Forteca Igi Świątek 

Rozgrywki kobiet, pomimo problemów pogodowych, przebiegały bez większych problemów i skandali. Do sensacji doszło dopiero podczas ćwierćfinałów, kiedy z gry odpadły Aryna Sabalenka oraz Elena Rybakina. Było to szczególnie dotkliwe dla Sabalenki, która straciła drugie miejsce w rankingu WTA na rzecz Amerykanki Coco Gauff. Dla Gauff to słodko-gorzki moment, ponieważ następnego dnia musiała pożegnać się z turniejem po meczu ze Świątek. 

Na każdej drodze zdarzają się wyboje, nawet bardzo małe. Dla Polki takim wybojem był mecz z Naomi Osaką, która kompletnie zdominowała grę, nie zostawiając Idze pola do manewru. Świątek udało się jednak przejąć kontrolę w ostatnim możliwym momencie i zadziwić cały świat, ostatecznie wygrywając starcie. Poza tym droga do piątego wielkoszlemowego tytułu, w tym czwartego triumfu na Roland Garros, była już łatwa. W finale Iga zmierzyła się z Jasmine Paolini – Włoszką o polskich korzeniach, tracąc przy tym zaledwie trzy gemy.
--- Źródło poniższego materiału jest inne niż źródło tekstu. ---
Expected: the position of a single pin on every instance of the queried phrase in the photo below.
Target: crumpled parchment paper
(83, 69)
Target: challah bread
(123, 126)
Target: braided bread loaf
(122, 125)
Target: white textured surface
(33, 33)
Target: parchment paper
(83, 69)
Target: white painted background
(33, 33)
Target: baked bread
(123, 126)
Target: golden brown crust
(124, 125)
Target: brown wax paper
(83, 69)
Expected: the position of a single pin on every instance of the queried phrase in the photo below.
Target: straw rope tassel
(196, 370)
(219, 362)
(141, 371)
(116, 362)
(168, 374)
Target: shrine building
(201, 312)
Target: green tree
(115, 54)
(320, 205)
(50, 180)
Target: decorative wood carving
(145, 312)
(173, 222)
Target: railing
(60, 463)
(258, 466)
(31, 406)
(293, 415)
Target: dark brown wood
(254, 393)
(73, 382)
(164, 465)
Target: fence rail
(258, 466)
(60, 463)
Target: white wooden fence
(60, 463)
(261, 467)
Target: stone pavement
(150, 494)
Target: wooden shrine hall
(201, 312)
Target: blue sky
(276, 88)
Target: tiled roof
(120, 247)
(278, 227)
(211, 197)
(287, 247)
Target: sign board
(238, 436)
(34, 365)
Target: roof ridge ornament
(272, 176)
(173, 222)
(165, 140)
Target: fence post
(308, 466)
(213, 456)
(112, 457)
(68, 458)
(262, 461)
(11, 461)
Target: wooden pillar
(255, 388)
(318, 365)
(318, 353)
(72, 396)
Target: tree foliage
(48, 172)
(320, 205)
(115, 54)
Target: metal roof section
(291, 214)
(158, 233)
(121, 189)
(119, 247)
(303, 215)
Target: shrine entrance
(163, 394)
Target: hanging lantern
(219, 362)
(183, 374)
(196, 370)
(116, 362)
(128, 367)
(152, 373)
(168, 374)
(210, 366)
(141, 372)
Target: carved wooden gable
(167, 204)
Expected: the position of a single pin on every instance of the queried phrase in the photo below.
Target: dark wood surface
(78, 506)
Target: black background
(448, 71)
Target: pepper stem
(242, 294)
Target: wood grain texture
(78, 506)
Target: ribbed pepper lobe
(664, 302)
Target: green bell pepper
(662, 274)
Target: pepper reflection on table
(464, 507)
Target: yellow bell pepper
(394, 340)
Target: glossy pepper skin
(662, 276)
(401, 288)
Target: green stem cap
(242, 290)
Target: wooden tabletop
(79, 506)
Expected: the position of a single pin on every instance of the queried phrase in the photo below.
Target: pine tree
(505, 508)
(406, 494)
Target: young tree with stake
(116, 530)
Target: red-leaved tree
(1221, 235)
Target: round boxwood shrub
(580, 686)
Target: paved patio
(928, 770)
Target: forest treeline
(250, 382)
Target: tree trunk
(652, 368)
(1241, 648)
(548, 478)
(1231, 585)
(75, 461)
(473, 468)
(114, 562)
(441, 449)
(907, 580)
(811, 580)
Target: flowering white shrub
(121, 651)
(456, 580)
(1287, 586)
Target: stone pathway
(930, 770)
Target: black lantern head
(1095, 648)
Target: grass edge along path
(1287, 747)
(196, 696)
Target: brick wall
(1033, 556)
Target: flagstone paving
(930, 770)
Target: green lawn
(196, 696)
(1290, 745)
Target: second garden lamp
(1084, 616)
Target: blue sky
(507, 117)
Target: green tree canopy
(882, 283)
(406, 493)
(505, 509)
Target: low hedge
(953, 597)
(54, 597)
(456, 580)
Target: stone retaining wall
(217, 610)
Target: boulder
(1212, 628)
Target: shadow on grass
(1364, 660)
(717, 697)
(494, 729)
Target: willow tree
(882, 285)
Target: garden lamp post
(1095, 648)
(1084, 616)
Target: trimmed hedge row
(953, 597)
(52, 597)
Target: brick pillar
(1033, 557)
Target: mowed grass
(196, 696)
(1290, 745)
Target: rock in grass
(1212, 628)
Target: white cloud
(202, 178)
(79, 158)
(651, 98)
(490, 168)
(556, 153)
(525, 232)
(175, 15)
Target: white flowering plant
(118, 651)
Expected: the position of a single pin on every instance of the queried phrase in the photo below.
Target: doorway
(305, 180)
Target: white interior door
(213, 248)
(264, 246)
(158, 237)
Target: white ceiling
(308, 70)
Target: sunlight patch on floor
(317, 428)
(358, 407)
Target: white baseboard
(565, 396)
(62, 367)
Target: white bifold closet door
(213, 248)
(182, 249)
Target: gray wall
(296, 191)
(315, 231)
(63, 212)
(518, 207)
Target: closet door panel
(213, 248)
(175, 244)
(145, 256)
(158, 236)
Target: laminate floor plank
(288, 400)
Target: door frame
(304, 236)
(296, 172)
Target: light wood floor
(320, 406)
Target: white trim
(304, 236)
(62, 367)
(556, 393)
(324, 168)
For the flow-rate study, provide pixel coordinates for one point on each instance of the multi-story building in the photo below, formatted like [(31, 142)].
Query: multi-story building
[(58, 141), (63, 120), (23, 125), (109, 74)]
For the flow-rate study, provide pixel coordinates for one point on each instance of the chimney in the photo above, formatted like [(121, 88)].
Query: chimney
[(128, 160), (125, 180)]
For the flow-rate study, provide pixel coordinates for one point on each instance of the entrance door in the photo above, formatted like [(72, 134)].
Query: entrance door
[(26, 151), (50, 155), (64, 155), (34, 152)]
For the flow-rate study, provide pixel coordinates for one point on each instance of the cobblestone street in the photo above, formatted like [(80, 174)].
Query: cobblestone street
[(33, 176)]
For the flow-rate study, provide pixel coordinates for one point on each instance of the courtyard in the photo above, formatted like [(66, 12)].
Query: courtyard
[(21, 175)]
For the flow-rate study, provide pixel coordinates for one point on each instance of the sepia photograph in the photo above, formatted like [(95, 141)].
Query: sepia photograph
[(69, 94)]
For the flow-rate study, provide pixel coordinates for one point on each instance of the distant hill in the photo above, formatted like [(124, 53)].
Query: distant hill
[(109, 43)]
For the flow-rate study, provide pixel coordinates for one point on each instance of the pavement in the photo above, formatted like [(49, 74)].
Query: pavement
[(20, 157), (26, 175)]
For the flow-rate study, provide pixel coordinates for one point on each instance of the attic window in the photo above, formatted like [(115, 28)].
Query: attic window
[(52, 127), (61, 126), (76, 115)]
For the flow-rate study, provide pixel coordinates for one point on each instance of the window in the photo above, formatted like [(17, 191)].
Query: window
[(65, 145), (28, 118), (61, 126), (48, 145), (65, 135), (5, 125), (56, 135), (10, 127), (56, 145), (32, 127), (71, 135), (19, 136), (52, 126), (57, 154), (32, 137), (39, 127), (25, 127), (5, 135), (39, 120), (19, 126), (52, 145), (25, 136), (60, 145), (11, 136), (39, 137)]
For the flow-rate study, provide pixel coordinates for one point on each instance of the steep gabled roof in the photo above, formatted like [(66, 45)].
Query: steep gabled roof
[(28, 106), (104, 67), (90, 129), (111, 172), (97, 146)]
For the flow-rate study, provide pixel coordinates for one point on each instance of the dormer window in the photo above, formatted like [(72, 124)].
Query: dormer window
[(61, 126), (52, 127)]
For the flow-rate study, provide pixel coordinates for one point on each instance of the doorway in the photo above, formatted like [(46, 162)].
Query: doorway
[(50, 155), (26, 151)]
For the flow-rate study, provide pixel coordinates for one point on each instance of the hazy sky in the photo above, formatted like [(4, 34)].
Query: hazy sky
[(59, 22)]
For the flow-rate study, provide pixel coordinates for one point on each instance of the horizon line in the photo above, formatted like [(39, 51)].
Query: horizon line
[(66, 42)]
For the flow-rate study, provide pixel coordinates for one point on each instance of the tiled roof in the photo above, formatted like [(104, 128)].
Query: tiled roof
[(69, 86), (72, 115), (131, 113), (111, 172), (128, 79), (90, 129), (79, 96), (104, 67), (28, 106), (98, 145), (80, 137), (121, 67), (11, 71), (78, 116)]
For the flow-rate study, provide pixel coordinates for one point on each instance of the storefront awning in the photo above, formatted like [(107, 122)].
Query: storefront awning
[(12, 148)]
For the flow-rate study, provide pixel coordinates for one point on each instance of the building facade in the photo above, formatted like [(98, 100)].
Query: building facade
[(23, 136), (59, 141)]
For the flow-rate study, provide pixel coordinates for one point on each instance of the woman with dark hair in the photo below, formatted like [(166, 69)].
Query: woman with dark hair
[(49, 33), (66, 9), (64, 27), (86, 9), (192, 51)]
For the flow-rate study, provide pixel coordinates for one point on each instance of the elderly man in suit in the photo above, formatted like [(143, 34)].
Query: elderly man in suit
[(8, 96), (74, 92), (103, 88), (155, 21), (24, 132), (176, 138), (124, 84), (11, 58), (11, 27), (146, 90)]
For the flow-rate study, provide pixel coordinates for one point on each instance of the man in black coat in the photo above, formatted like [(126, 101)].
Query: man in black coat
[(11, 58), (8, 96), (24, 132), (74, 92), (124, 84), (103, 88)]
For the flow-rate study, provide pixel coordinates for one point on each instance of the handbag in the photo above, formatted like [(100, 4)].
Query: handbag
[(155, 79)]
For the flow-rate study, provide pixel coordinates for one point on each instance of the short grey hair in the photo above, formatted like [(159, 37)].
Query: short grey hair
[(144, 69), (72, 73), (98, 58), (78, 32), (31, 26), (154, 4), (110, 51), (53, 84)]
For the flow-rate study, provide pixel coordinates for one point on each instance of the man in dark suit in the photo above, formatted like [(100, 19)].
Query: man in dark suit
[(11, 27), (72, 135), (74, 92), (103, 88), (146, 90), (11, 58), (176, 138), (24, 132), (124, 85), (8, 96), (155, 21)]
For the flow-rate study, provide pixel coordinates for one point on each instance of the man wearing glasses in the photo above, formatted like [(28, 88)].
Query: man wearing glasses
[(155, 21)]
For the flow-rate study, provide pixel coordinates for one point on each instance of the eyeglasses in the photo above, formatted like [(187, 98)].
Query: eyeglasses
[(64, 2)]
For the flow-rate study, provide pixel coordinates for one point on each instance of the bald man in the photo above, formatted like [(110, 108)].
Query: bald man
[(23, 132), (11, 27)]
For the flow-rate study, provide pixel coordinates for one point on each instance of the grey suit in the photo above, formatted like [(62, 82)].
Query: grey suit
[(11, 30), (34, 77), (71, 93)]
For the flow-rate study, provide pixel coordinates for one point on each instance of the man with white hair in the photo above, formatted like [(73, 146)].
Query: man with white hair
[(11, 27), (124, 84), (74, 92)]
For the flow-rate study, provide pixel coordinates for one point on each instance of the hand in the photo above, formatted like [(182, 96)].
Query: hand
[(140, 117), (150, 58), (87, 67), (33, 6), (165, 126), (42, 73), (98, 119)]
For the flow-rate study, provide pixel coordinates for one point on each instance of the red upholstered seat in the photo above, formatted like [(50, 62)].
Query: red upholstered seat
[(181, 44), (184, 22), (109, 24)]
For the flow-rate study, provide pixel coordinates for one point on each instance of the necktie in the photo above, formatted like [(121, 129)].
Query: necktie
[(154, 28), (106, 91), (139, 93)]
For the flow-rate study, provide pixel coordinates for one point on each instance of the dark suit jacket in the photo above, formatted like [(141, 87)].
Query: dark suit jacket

Wydaje się więc, że Paryż jeszcze przez długi czas pozostanie królestwem Polki, tym bardziej że stała się już niemal ulubienicą francuskiej publiczności. 

Powiew świeżości 

Przez ostatnie 20 lat fani tenisa jednym tchem wymieniali French Open oraz nazwisko Rafaela Nadala. Czasu jednak nie da się oszukać i tegoroczny występ Hiszpana zakończył się dość szybko, kiedy zmuszony był uznać dominację Alexandra Zvereva. Sam Nadal nie zamyka się na udział w następnej edycji, ale dla wielu fanów tenisa jego wczesna eliminacja oznacza koniec pewnej epoki. 

W tegorocznym turnieju szczęścia nie miała też jeszcze jedna legenda – Novak Djokovic, który na etapie ćwierćfinału musiał się wycofać ze względów zdrowotnych. Wielu fanów tenisa zareagowało entuzjastycznie na nieobecność Serba w turnieju, zapewne zmęczeni już jego wieloletnią dominacją na kortach ATP. Ostatecznie finał rozegrał się pomiędzy Alexandrem Zverevem a Carlosem Alcarazem. Po ponad czterogodzinnej batalii górą okazał się Alcaraz, dla którego jest to ogółem trzeci Wielki Szlem, ale za to pierwszy na francuskich kortach. Młody zawodnik jest na najlepszej drodze do godnego zastąpienia Nadala, ale czy tak będzie pokaże dopiero czas. 

Co dalej? 

Na kolejne emocje z tenisowego świata nie będzie trzeba czekać długo – już 1 lipca rozpoczyna się angielski Wimbledon, rozgrywany na kortach ziemnych. Przed tym czekają nas jeszcze turnieje kobiet w Berlinie i Eastbourne oraz mężczyzn w Stuttgarcie.